Saturday, June 29, 2013
It's still 'The Champ' -
Windows 7 is still the champ when it comes to installing quickly. It beats Win-8 and the preview of Win-8.1. There's only one little problem with that these days, and that's the 150 or so updates you then have to re-install to get it back up to the present with its SP1 and security updates, and that takes hours.
So how did I get into all that, again? Therein lies a tale - a long, sad tale.... and it all began when I prepared a freshly-formatted partition on the drive here to use for the Win-8.1 Preview. I had Windows 7 in the first partition, along with the boot, and I'd wiped the other partition of its PC-BSD and reformatted it to NTFS for Windows. But when Windows 8.1 installed, it wiped out the Windows 7 and went onto that partition instead, pissing me right off! So that got it off to a bad start with me right there. Then finding out that it wouldn't run a couple of my pet third-party programs, like the Windows 7 Logon Screen Background Changer didn't add to my joy either. And now I've spent another several hours getting good old Windows 7 back onto the drive, in the partition where that new Win-8.1 should have gone.
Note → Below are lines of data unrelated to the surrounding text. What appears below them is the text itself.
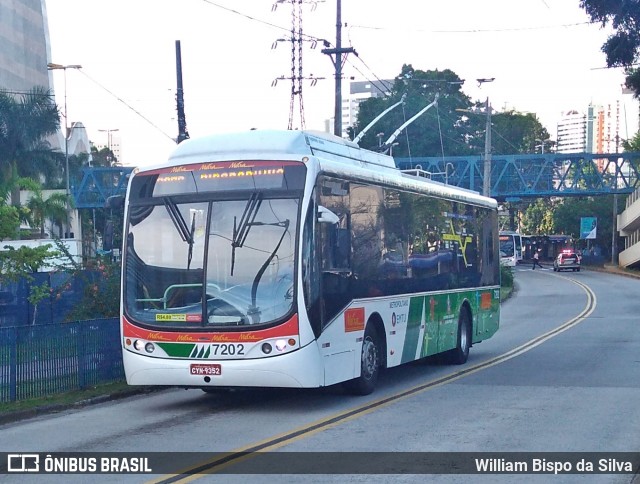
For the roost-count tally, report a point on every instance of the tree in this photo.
(25, 125)
(622, 48)
(538, 217)
(515, 132)
(455, 127)
(433, 133)
(42, 209)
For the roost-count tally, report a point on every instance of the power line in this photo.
(127, 105)
(474, 31)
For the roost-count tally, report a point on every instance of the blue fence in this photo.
(40, 360)
(16, 310)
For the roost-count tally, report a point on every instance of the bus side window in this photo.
(340, 240)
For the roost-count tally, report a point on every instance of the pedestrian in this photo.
(536, 260)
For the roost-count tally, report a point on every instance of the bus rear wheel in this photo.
(460, 353)
(369, 364)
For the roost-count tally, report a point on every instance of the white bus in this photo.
(510, 248)
(297, 259)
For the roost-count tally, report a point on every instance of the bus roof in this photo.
(256, 144)
(335, 155)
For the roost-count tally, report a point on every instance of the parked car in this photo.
(567, 259)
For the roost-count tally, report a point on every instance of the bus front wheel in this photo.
(460, 353)
(369, 364)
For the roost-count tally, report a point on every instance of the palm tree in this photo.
(52, 208)
(25, 125)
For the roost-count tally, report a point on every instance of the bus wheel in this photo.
(459, 355)
(369, 364)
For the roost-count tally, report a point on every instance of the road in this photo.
(561, 375)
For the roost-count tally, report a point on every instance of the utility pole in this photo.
(337, 63)
(183, 134)
(486, 182)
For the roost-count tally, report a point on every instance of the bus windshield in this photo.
(211, 263)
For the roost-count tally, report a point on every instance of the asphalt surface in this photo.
(13, 416)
Today's Question Everything therefore is: "Why can't those thumb-typers down at Microsoft get Windows 8.1 to ask which partition I want it to go on before it just goes ahead and screws up the cooking? Would that be so difficult?" And as we already know, other and better-behaved installers like that of Windows 7 are smart enough to scan the drive and discover if there's already more than one partition on it, and then ask where to go. I could have told Windows 8.1 where to go if it had asked - and now I think I know why it didn't - it was afraid to, in case I told it where to go, how to get there, and what kind of weather to expect upon arrival.
If Microsoft wants to get our approval, not to mention our undying affection, then they could start by putting a little more thought into how they package these goddamned upgrades, so that those don't end up causing more trouble than they're worth and requiring hours of extra work to clean up the mess.
And this one wasn't "free" - it cost me several hours of nail-biting and extra work re-installing something else that I already had on here and didn't want to lose just for the sake of trying out yet another half-baked preview.